雰囲気の異なる2部で構成される本作品は、時期を変えて1部ずつ読んだり、2部通して多層的に作品の世界観に浸ったりと、さまざまな方法で楽しんでもらいたい、という思いからこの構成になったという。たんに子供向けの絵本とするのではなく、大人も楽しめる工夫がされた本作品には、年代問わず、美術館で絵画と向き合う素晴らしさに気づいてほしいという思いが込められている。
本作の制作過程で、作者である梨木に同館内の紹介を行った渡辺晋輔(三菱一号館美術館学芸グループ⻑、前・国立⻄洋美術館学芸課⻑)は、本作品の出版に際して次のように語る。
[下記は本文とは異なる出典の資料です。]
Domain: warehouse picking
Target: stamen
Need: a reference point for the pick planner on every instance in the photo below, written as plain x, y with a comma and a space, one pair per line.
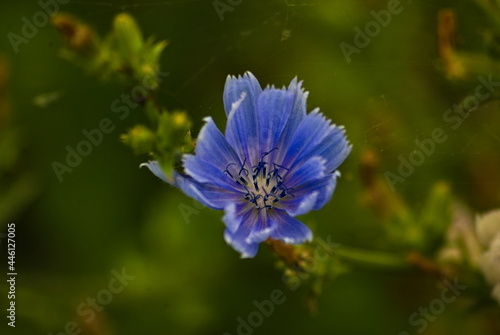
266, 186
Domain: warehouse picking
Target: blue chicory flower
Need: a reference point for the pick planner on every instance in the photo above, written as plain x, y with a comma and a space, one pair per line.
273, 163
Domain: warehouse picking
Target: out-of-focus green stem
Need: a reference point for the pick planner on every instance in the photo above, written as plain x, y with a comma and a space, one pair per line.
370, 258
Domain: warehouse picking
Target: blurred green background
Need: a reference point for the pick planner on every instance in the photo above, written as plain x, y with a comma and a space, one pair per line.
107, 214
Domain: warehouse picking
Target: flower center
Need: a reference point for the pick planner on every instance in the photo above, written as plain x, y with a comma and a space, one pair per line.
264, 183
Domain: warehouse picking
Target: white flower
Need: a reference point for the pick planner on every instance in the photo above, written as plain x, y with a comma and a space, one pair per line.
488, 227
488, 233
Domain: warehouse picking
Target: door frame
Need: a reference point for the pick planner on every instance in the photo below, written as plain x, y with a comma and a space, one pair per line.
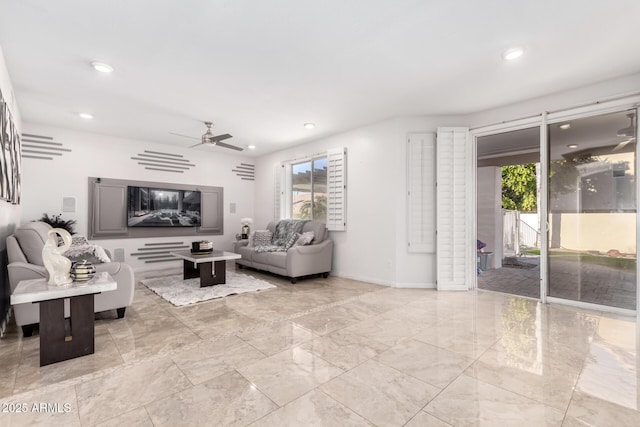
542, 120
「よく絵は窓とも形容されるが、実際の窓の外の景色とは違いそれ自体は動かないため、見る側が想像力を持って向き合わないと作品世界に参加することはできない。しかし想像力を持って向き合うことで、「本当に自分にとって大切なものを見つける」という、非日常の素晴らしい体験をすることができる。そのなかで抱く感情や考えに正解はないので、ぜひ素直な気持ちで絵と向き合ってみてほしい。また絵本のなかには国立西洋美術館の収蔵品をモチーフにした絵ががいくつも登場しているので、どの作品か探しながら楽しんでみてほしい」。

なお本作品は、8月5日より国立西洋美術館ミュージアムショップで先行販売(同館限定表紙の絵本を特別販売)、8月20日からは全国の一般書店でも販売される。